The article describes how despite the discrepancies that led them to be qualified as atypical opioid receptors, there is leading pre-clinical evidence that this class of receptors bind opioid peptides selectively and are able to impact opioid-related phenotypes directly, including pain perception and anxiety, which supports their role as opioid receptors. However, these receptors also have other, non-opioid related functions, such as vasodilation or excitatory neurotransmission among others. The group notes that the potential side effects associated with atypical opioid receptor inhibition or potentiation should therefore be considered, based on both their primary functions and opioid-related behaviours.

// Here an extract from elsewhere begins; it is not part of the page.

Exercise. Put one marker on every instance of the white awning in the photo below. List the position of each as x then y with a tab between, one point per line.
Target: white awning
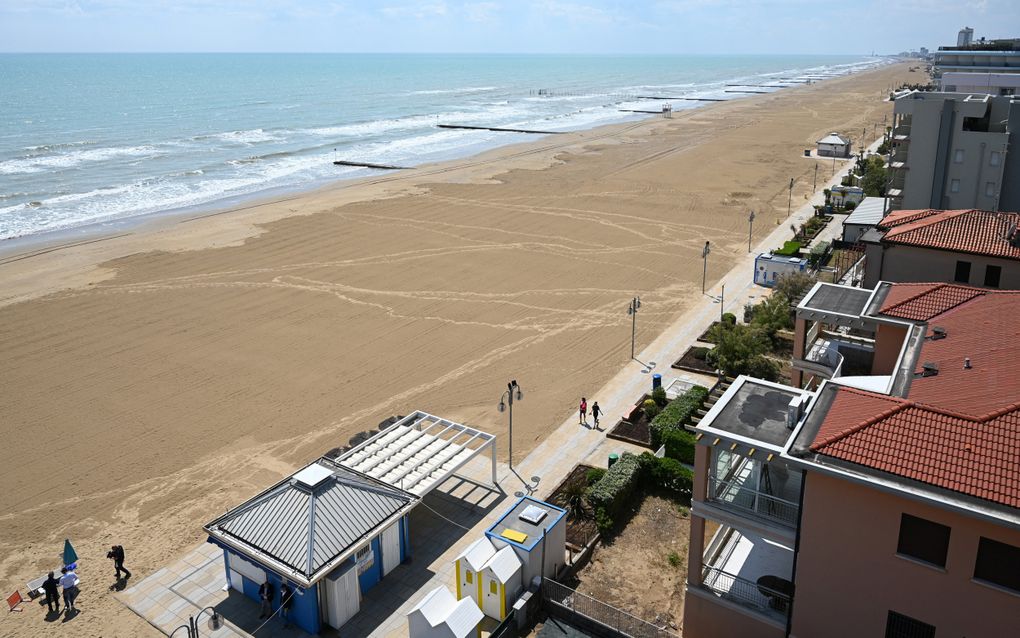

“While targeting atypical opioid receptors with specific modulators may appear as a promising new therapeutic avenue, there is only scarce knowledge about some of these receptors’ implication in opioid-related disorders and often limited pharmacological tools available,” explains Christie Palmer, PhD student in the group and first author. “Drugs targeting atypical opioid receptors have shown efficacy in different models and opened up new and unanticipated avenues for drug development, relying on molecules with completely different modes of action and pharmacology than classical opioids. Opioid drugs with weak activity on atypical opioid receptors could also yield a higher benefit/risk ratio.”
Many atypical opioid receptors have been evaluated in the context of pain, anxiety, memory or other opioid-related phenotypes to some extent and there is strong preclinical evidence for their relevance as an alternative means to modulate the opioid machinery. While the opioid receptor family is currently restricted to four receptors, the proposition of a subfamily of atypical opioid receptors allows an extended overview of the possible actors involved in opioid-related disorders. The group argues that following their extensive characterisation, exploiting their breadth of variety may offer new therapeutic opportunities in direct or combined therapies to hopefully broaden and improve the opioid-associated pharmacopoeia.